Io, tristemente e perennemente costretto a usare Luigi, con quella palette dei colori ruotata e la pelle itterica, avevo la difficoltà aggiuntiva di ritrovarmi il gioco in pausa durante i salti sui bottomless pit. Un handicap al contrario, se volete. Il prezzo della nostra amicizia o, più semplicemente, il prezzo di avere nove anni e poter giocare col NES del tuo miglior amico.

Ma Super Mario Bros. 3 non era una occasione di rivalità. Era una collaborazione. Niente batteria tampone, niente guide strategiche, niente let’s play su YouTube. Eravamo solo noi due e il mondo di gioco. E le maledette manine dell’ultimo mondo. E i livelli a scorrimento automatico.
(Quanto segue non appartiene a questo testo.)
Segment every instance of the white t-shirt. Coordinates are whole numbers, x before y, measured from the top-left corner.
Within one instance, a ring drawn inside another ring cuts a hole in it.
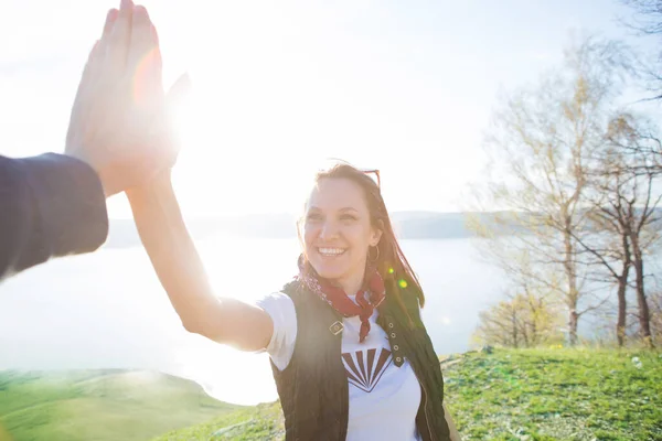
[[[257,304],[274,321],[267,352],[282,370],[292,357],[297,341],[295,304],[282,292],[264,297]],[[393,363],[386,333],[376,323],[377,314],[375,310],[363,343],[359,343],[361,320],[357,316],[343,319],[342,362],[350,387],[346,440],[418,441],[416,413],[420,386],[407,359],[401,367]]]

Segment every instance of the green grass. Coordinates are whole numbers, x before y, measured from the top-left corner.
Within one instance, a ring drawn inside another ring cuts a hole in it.
[[[0,372],[0,423],[14,441],[146,440],[238,408],[159,373]]]
[[[661,352],[496,349],[456,355],[442,367],[463,440],[662,441]],[[15,441],[284,439],[278,402],[231,409],[181,379],[162,376],[150,387],[122,375],[0,373],[1,420]]]
[[[496,349],[453,356],[442,366],[463,440],[662,440],[662,353]],[[275,402],[152,441],[282,440],[282,433]]]
[[[445,377],[466,440],[662,440],[659,352],[471,353]]]

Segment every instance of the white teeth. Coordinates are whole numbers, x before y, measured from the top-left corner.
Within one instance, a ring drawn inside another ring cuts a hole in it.
[[[344,252],[342,248],[318,248],[321,255],[338,256]]]

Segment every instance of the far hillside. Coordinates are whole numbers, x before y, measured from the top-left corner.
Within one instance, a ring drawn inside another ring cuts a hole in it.
[[[241,408],[153,372],[0,372],[0,440],[142,441]]]

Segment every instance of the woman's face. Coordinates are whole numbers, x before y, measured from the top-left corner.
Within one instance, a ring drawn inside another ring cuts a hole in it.
[[[382,235],[371,225],[361,186],[348,179],[320,180],[308,200],[303,225],[306,256],[314,270],[345,290],[360,287],[369,247]]]

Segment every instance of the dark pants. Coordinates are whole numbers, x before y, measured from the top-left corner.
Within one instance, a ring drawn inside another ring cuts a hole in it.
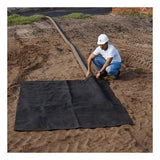
[[[98,70],[101,70],[105,62],[106,59],[101,56],[96,56],[95,58],[93,58],[93,63],[95,64]],[[108,67],[106,67],[105,70],[107,73],[115,76],[118,74],[120,68],[121,68],[121,62],[114,62],[111,63]]]

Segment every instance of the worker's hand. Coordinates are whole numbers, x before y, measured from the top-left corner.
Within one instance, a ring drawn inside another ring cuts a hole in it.
[[[96,78],[98,79],[99,77],[100,77],[100,72],[98,72],[97,74],[96,74]]]
[[[88,78],[90,75],[91,75],[91,72],[90,72],[90,71],[87,71],[86,77]]]

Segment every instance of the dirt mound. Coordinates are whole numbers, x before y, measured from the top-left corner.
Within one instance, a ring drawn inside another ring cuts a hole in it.
[[[110,87],[135,125],[45,132],[15,132],[23,80],[84,79],[71,49],[48,20],[8,27],[9,152],[152,152],[152,23],[150,18],[114,15],[56,21],[83,60],[106,33],[123,59],[120,79]],[[93,66],[93,72],[96,69]]]

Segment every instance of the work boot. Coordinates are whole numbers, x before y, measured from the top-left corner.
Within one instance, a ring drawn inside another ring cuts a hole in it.
[[[118,78],[119,78],[120,73],[121,73],[121,72],[120,72],[120,71],[118,71],[118,74],[114,76],[114,80],[116,80],[116,79],[118,79]]]

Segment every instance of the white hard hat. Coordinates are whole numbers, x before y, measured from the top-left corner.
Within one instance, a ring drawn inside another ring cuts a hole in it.
[[[108,38],[108,36],[106,34],[100,34],[98,36],[97,44],[105,44],[108,41],[109,41],[109,38]]]

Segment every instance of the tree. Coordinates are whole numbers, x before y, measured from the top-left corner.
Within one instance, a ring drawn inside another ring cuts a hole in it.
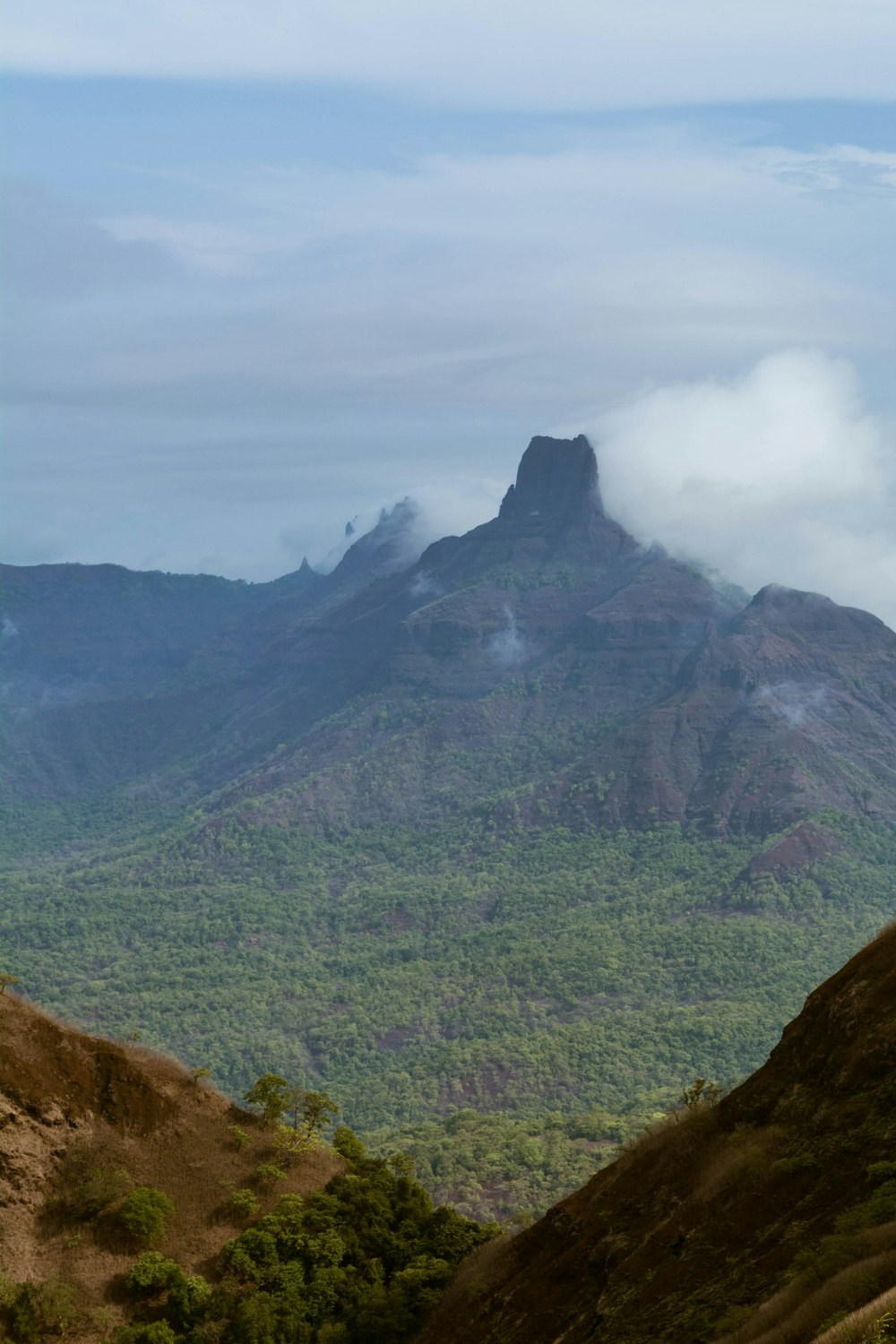
[[[289,1107],[289,1083],[279,1074],[262,1074],[253,1083],[243,1101],[249,1106],[258,1106],[266,1125],[275,1125],[282,1120]]]
[[[721,1097],[719,1083],[711,1083],[707,1078],[695,1078],[690,1087],[684,1087],[678,1103],[688,1110],[697,1110],[701,1106],[715,1106]]]
[[[122,1227],[141,1242],[159,1242],[168,1231],[168,1219],[173,1216],[175,1206],[152,1185],[136,1185],[125,1195],[118,1208]]]
[[[293,1129],[298,1129],[300,1117],[304,1138],[316,1138],[340,1113],[340,1106],[329,1093],[306,1091],[305,1087],[290,1087],[289,1110],[293,1113]]]

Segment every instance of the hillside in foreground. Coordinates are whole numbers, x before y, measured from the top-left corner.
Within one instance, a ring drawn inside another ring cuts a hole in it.
[[[0,995],[0,1337],[410,1337],[492,1232],[333,1142]]]
[[[896,1324],[896,929],[719,1105],[463,1266],[419,1344],[860,1344]]]
[[[641,544],[583,437],[412,531],[265,585],[0,571],[0,957],[541,1212],[896,913],[896,634]]]

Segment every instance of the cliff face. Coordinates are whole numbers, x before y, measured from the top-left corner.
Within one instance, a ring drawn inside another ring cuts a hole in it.
[[[419,559],[415,535],[404,501],[332,574],[255,586],[7,570],[8,785],[230,806],[313,778],[290,816],[312,828],[497,792],[496,818],[527,825],[896,816],[893,632],[787,589],[739,607],[639,546],[607,517],[583,435],[532,439],[492,521]],[[360,755],[388,789],[357,786]],[[426,758],[423,777],[396,757]]]
[[[720,1105],[465,1266],[419,1344],[809,1344],[841,1317],[832,1344],[864,1339],[896,1301],[895,1140],[891,927]]]

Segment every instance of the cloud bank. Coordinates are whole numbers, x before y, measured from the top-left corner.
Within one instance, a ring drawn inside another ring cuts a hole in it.
[[[780,351],[646,391],[588,430],[607,509],[638,538],[750,591],[825,593],[896,628],[896,427],[864,409],[846,360]]]

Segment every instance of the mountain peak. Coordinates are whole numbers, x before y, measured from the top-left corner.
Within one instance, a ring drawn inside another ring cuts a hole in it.
[[[500,517],[572,519],[603,513],[598,461],[584,434],[548,438],[536,434],[501,503]]]

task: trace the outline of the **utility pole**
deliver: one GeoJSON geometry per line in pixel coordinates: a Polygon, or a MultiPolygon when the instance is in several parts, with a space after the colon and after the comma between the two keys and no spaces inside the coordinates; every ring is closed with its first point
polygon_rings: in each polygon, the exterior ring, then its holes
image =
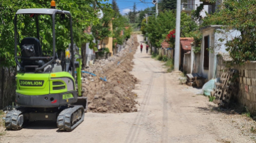
{"type": "MultiPolygon", "coordinates": [[[[145,14],[145,15],[146,16],[146,23],[147,26],[147,14],[145,14]]],[[[146,36],[146,41],[147,42],[147,36],[146,36]]]]}
{"type": "Polygon", "coordinates": [[[156,16],[158,15],[158,0],[153,0],[153,4],[156,5],[156,16]]]}
{"type": "Polygon", "coordinates": [[[158,0],[156,0],[156,16],[158,16],[158,0]]]}
{"type": "Polygon", "coordinates": [[[181,36],[181,0],[177,0],[176,12],[176,30],[175,30],[175,53],[174,71],[179,71],[180,60],[180,36],[181,36]]]}

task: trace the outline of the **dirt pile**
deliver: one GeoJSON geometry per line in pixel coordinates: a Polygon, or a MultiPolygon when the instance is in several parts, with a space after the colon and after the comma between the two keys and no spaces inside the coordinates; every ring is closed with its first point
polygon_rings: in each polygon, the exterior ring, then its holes
{"type": "Polygon", "coordinates": [[[89,111],[121,113],[136,111],[136,95],[131,92],[137,79],[130,74],[137,46],[136,35],[127,41],[125,48],[106,60],[96,60],[82,74],[83,96],[88,98],[89,111]],[[100,79],[100,78],[102,78],[100,79]],[[107,80],[107,81],[104,81],[107,80]]]}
E i boss delle fortezze intermedie. E afferrare al volo lo scettro dopo aver sconfitto i boss di fine mondo, nel punto più alto della parabola di salto. Completare i livelli ricordandosi più scorciatoie possibili.
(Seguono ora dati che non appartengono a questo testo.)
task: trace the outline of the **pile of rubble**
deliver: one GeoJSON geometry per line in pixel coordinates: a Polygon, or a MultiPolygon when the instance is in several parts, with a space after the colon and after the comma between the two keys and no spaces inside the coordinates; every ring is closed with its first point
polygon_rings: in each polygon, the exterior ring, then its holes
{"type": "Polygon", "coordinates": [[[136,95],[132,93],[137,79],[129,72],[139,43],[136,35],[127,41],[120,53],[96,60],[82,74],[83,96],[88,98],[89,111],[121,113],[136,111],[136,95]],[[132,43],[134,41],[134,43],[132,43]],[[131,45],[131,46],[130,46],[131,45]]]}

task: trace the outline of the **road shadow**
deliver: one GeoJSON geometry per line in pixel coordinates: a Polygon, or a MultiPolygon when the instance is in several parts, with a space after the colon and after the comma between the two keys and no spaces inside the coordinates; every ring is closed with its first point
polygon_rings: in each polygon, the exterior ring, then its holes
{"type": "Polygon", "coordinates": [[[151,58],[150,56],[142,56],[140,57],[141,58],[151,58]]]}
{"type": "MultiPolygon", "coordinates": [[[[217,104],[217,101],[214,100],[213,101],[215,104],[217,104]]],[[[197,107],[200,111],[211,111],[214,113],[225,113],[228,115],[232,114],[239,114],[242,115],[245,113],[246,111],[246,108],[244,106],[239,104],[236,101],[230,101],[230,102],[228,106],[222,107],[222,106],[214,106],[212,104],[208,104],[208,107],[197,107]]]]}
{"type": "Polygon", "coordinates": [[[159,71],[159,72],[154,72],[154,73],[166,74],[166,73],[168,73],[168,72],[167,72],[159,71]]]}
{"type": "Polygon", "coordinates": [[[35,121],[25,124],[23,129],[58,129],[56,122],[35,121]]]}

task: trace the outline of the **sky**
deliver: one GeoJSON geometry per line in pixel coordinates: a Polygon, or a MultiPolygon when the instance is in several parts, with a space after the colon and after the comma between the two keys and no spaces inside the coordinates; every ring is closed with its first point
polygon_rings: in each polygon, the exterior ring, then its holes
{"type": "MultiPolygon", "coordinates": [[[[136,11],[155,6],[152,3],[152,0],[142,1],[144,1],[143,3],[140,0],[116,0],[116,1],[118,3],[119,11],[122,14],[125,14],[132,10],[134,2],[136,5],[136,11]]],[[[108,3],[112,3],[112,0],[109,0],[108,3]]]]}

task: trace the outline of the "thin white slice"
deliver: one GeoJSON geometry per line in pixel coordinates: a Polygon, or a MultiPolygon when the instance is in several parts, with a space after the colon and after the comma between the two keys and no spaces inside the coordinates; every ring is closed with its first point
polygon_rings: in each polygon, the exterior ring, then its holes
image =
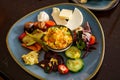
{"type": "Polygon", "coordinates": [[[51,14],[54,21],[56,22],[57,25],[66,25],[67,21],[65,19],[60,18],[59,14],[60,14],[60,9],[54,7],[53,11],[52,11],[52,14],[51,14]]]}
{"type": "Polygon", "coordinates": [[[38,14],[37,19],[38,21],[48,21],[49,15],[45,11],[42,11],[38,14]]]}
{"type": "Polygon", "coordinates": [[[71,30],[78,28],[83,22],[83,15],[78,8],[74,9],[72,17],[67,22],[66,26],[71,30]]]}

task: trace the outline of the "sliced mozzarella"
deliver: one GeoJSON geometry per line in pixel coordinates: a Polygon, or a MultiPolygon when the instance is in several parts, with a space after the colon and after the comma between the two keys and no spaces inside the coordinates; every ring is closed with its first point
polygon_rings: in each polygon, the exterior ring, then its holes
{"type": "Polygon", "coordinates": [[[42,11],[38,14],[37,19],[38,19],[38,21],[48,21],[49,15],[45,11],[42,11]]]}
{"type": "Polygon", "coordinates": [[[67,21],[65,19],[60,18],[59,14],[60,14],[60,9],[54,7],[51,15],[52,15],[53,19],[55,20],[56,24],[57,25],[66,25],[67,21]]]}

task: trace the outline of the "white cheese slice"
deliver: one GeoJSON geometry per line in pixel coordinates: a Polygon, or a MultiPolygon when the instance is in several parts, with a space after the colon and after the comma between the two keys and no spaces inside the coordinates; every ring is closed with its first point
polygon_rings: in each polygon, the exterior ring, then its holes
{"type": "Polygon", "coordinates": [[[59,16],[63,19],[70,19],[72,16],[72,10],[62,9],[59,16]]]}
{"type": "Polygon", "coordinates": [[[56,22],[57,25],[66,25],[67,21],[65,19],[60,18],[59,14],[60,14],[60,9],[54,7],[53,11],[52,11],[52,14],[51,14],[54,21],[56,22]]]}
{"type": "Polygon", "coordinates": [[[78,8],[74,9],[72,17],[67,22],[66,26],[71,30],[78,28],[83,22],[83,15],[78,8]]]}

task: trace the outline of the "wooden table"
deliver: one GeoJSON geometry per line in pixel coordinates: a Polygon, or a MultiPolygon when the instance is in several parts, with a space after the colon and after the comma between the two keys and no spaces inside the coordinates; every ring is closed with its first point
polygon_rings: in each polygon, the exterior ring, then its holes
{"type": "MultiPolygon", "coordinates": [[[[10,80],[37,80],[25,72],[10,56],[6,35],[21,17],[44,6],[68,0],[1,0],[0,1],[0,70],[10,80]]],[[[120,80],[120,4],[109,11],[93,11],[103,26],[106,51],[103,64],[92,80],[120,80]]],[[[2,75],[0,73],[0,75],[2,75]]],[[[1,79],[1,78],[0,78],[1,79]]],[[[5,79],[7,80],[7,78],[5,79]]]]}

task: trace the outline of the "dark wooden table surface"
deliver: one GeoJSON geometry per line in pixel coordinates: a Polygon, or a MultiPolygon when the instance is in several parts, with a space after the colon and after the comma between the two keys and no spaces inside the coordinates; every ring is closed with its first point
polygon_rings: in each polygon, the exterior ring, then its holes
{"type": "MultiPolygon", "coordinates": [[[[25,72],[10,56],[6,35],[21,17],[44,6],[69,0],[0,0],[0,72],[10,80],[37,80],[25,72]]],[[[93,11],[105,33],[103,64],[92,80],[120,80],[120,4],[109,11],[93,11]]],[[[2,76],[2,74],[0,73],[2,76]]],[[[0,78],[1,80],[1,78],[0,78]]],[[[7,80],[7,78],[5,79],[7,80]]]]}

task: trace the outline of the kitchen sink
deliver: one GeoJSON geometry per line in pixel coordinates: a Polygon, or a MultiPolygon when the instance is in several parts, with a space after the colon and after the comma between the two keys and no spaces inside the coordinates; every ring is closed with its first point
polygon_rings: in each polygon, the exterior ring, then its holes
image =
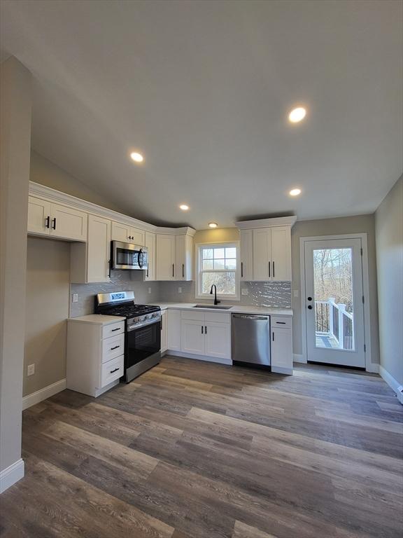
{"type": "Polygon", "coordinates": [[[228,310],[232,305],[195,305],[193,308],[216,308],[218,310],[228,310]]]}

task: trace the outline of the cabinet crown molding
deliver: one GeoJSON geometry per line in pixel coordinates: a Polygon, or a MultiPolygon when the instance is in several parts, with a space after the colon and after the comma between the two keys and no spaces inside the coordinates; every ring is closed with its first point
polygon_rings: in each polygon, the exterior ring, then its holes
{"type": "Polygon", "coordinates": [[[45,198],[50,202],[57,202],[70,207],[74,207],[77,209],[81,209],[87,213],[104,216],[110,219],[111,221],[128,224],[133,228],[139,228],[147,232],[153,233],[169,233],[172,235],[186,235],[193,237],[196,233],[196,230],[189,226],[181,228],[166,228],[156,226],[154,224],[150,224],[143,221],[139,221],[132,216],[128,216],[122,213],[118,213],[107,207],[103,207],[101,205],[97,205],[92,202],[81,200],[70,194],[66,194],[60,191],[56,191],[55,188],[47,187],[45,185],[41,185],[39,183],[29,181],[29,195],[31,196],[38,196],[41,198],[45,198]]]}
{"type": "Polygon", "coordinates": [[[238,221],[236,228],[239,230],[253,229],[255,228],[272,228],[273,226],[292,226],[297,221],[295,215],[290,216],[276,216],[272,219],[258,219],[255,221],[238,221]]]}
Macinammo complessivamente intere giornate di gioco, non riuscendo mai ad arrivare alla fine, per mancanza di tempo, perché comunque i genitori a un certo punto arrivavano, spegnevano e dicevano “Ora basta videogame, fate qualcos’altro”.

Il trionfo del kitsch, di cui esisteva anche una versione televisiva con Davide Garbolino.

E noi, in risposta sarcasticamente critica a questa imposizione, ci sfondavamo di Spago Spaghetti, che a nove anni puoi ritenere il più bel gioco da tavola della storia, a ragion veduta. Più de L’Isola di Fuoco, che sebbene fosse presente in casa, non riscuoteva successo agli occhi del suo proprietario come lo sbrogliare fili di cotone togliendo pedine a forma di polpette - sulla pizza eh -, jalapeños, funghetti, cipolle e pomodori.

Una sera, che ricordo vividamente, mi svelò la novità. Aveva scoperto (non saprò mai se tutto da solo o, appunto, da Il piccolo grande mago dei videogame), come recuperare uno dei due flauti del primo mondo di gioco. Lui lo chiamava “il fialetto”, non lo scorderò mai. Prima fortezza, già trasformato in Mario Procione, fiore di fuoco accuratamente evitato, ultimo corridoio prima del miniboss, rincorsa ripetuta un paio di volte, volo, sparizione sul soffitto, corsa sulla destra, direzione UP sul controller… ed ecco la stanza segreta con lo scrigno. Col flauto.

Impagabile.

(insert Zelda Jingle here)

Ancor di più lo era il poter accedere ai primi sette mondi senza dover passare tutto il pomeriggio a giocare. Il primo mondo veniva spazzato via dalla nostra memoria muscolare e, appena arrivavamo al secondo, via di flauto. Via di mondo sette. Via di morti infinite per via del picco di difficoltà che sopraggiungeva nel mondo dei tubi. Ma i due giovani ormai decenni avevano ottenuto (e, a ripensarci oggi, mi vengono i brividi per la capacità di Nintendo di progettare tutto questo, per aggirare il problema della batteria tampone) la possibilità di arrivare in poco tempo agli ultimi due mondi, e finalmente ambire a completare quel gioco. Una delle pietre miliari accademiche, che per un bambino di dieci anni diventa da curriculum, da raccontare in giro, a scuola, tra amici.

L’ho trovata solo in versione All-Stars.

Ma non avevamo ancora fatto i conti con le manine, tanto attuali anche ai giorni nostri. Ostacolo di gran lunga peggiore dei livelli a scorrimento automatico pieno di cannoni, carri armati, carri volanti, boss di fine livello tostissimi. Saremmo arrivati mai alla fine del gioco? Avremmo mai salvato Peach dalle grinfie di Bowser?

Non che io mi ricordi.

Non abbiamo mai finito insieme Super Mario Bros. 3, io e Michele.